Sanders teamed up Strahan earlier this summer to help Jackson State student-athletes secure name, image and likeness deals, and also gave every player and coach on staff custom made suits through Collection by Michael Strahan, sold at Men’s Wearhouse.

“The things that I am trying to do for our athletes couldn’t be done without Constance. There is no way,” Sanders said. “Giving me the structure, the resources, the professionalism and many things she brings to the table is unbelievable.”

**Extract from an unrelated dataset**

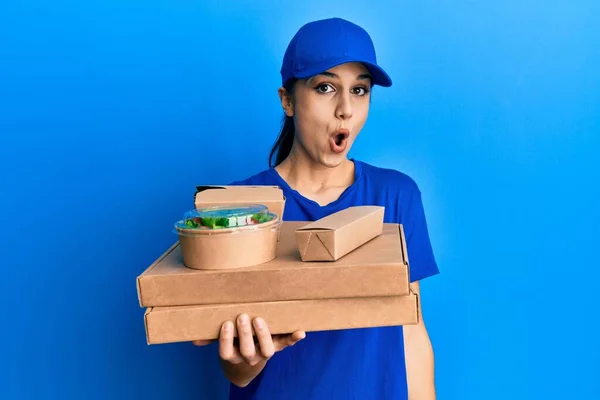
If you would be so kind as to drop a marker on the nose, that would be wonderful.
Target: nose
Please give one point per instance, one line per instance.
(344, 107)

Schwartz-Morini certainly isn’t thinking about retirement at age 52, but says a step back from the company is in the works, to include possibly letting someone else handle a lot of the day-to-day operations so she can focus more on the big picture and future of the company.

In the meantime, the meetings, the answering of emails, phone calls, and the continued guidance of diverse careers will have to do.

“I am the same girl from the Y-O who has been hustling like she's broke, who’s making a difference and leveling the playing field for my clients, my business partners, and helping them achieve their dreams,” she said.